I am running VLM like Qwen2.5-VL with multiple images and one prompt inference request to let the VLM do the video likely understadning.

But I find the log and the code show that llamaCPP does not support real batch processing for multiple images. Accutly multiple-images one prompt (video like) inference is real use case for Auto and Robot which need good TTFT and E2E. So, it is vaule to implement the batch processing even with bigger cgraph.
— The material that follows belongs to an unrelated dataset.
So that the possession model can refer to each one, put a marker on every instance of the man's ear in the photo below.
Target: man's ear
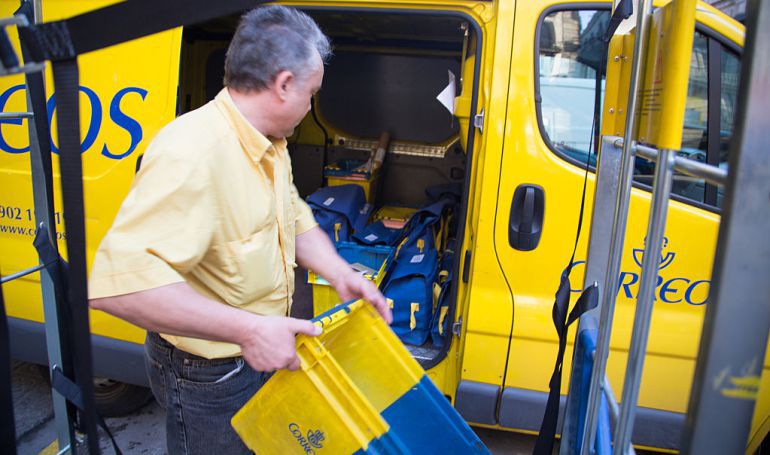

bool clip_image_batch_encode(clip_ctx * ctx, const int n_threads, const clip_image_f32_batch * imgs_c_ptr, float * vec) {
    const clip_image_f32_batch & imgs = *imgs_c_ptr;
    int batch_size = imgs.entries.size();

    // TODO @ngxson : implement batch size > 1 as a loop
    //                we don't need true batching support because the cgraph will gonna be big anyway
    if (batch_size != 1) {
        return false; // only support batch size of 1
    }

``

### Motivation

llama serve log of 2 images with 1 prompt inference request.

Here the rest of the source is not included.